I had to smile at this. She couldn’t have set me up any better had I given her the question before class!
“Priscilla, THAT is one of the very best proofs for God’s validity through the Scripture. When WE write stories, or statements, with a political or historical bent – or for ANY reason, I suppose! – we do so aiming at what audience? Our CURRENT clients, the people who will read it right away.
“If the Bible were faked, by ordinary people of the time, it would have had signs of being written to satisfy the people it was most directly trying to fake. However, most of the time, it was NOT good news for them. One of my favorite Bible jokes isn’t really a joke at all: A kid asks his dad how he knows the Bible’s real. Without missing a beat, Dad replies, ‘Mark 11, verses 13 and 14’, and drops the subject. Kid goes and looks it up. Wait a sec, gotta find it. OK, here it is:
And seeing in the distance a fig tree in leaf, He went to see if He could find anything on it. When He came to it, He found nothing but leaves, for it was not the season for figs. And He said to it, “May no one ever eat fruit from you again.” And His disciples heard it.
“The kid brings the verses back to Dad, and Dad replies, ‘Yep, that’s it,’ and the kid says, ‘I don’t get it.’
“Dad’s reply is priceless, and I think it’s essentially right: ‘Son, if you or I were writing about Jesus, we’d want to make sure He looked as good as He could, so everyone would worship Him, right?’ Son agrees. ‘But these guys didn’t DO that. They included a story like this, that kinda makes the Son of God look like a bit of a jerk, y’know? So, if stuff like that made it into the Gospels, I’m going to believe the rest of it’s true, too.’
“My point is, there’s a ton of stuff like Mark 11 here that isn’t what you’d include if ALL you’re worried about is making points with the audience of the time.
“But GOD writes with an Eye towards the audience He needs to read it LATER. Revelation chapters two and three do this.
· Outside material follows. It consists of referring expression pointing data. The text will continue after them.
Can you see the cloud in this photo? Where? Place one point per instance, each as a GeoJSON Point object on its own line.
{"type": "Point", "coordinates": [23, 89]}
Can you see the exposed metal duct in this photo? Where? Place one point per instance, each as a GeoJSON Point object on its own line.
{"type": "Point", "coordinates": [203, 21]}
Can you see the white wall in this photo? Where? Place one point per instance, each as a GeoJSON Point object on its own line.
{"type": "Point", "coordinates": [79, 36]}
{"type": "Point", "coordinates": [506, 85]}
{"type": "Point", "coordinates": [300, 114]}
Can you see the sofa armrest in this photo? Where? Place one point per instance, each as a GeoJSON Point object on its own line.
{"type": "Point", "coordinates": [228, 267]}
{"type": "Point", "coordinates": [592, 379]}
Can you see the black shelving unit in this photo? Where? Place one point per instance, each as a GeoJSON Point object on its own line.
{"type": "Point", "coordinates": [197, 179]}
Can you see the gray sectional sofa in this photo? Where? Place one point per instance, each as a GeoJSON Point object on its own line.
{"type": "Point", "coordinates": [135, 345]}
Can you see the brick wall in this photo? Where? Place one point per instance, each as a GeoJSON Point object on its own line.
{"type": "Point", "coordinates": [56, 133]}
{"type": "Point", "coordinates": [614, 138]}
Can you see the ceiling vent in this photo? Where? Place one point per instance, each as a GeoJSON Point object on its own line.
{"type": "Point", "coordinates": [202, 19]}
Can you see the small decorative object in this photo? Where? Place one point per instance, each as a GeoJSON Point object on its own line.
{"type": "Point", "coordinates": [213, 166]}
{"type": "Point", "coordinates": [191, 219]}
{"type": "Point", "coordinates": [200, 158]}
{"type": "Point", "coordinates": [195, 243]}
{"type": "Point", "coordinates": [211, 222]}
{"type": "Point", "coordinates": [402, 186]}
Sometimes, He even writes out predictions that come true TWICE, in two different eras, under two completely different sets of people and circumstances. Daniel 11 will be a great example of that later on in our studies, Priscilla, probably two or three weeks from now.
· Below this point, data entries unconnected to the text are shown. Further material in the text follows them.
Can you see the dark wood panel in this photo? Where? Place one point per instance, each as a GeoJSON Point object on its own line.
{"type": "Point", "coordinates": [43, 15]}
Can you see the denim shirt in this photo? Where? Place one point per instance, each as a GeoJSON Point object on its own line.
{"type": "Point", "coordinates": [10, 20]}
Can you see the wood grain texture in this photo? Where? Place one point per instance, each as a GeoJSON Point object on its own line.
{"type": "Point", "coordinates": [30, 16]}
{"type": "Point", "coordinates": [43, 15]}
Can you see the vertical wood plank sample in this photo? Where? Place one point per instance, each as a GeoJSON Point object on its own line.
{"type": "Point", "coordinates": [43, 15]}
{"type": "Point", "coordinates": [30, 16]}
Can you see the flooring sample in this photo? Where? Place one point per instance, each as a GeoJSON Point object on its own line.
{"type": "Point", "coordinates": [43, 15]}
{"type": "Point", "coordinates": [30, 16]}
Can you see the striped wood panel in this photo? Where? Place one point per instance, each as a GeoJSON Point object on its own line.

“This goes back to something that I left you with a terrible answer to last week, Doris. When you asked how God could see all of time at once, I basically shoved the question aside by saying something like, ‘Because He’s God, that’s why!’, and that’s not really an answer at all. So let me try to give you something better.
We don’t know HOW He does it. But I think it’s a matter of dimensions. We can only experience one dimension of time – we can only go in one direction, forward, at one speed, 60 minutes per hour. But just like we can look at an entire field at once, because we can see in three dimensions of space at once, God sees in more than one time dimension at once, So he sees us, I think, as if he sees ALL of our lives at once, and in fact the whole of creation at once, too.
“That doesn’t mean we can’t change things as we go – but God sees the changes, just like we’d see the changes in a chess board. I don’t know if this is a perfect analogy; well, I’m pretty sure it isn’t, I guess. But is it a little better than what I gave you last week, Doris?”
“It is, thank you. That does make more sense to me.”
“Me too,” chimed her husband Stanley. “I was frustrated more by the question than your answer, but that answer helps a ton, kid. Thanks.”
             Good deed for the day accomplished. Achievement unlocked.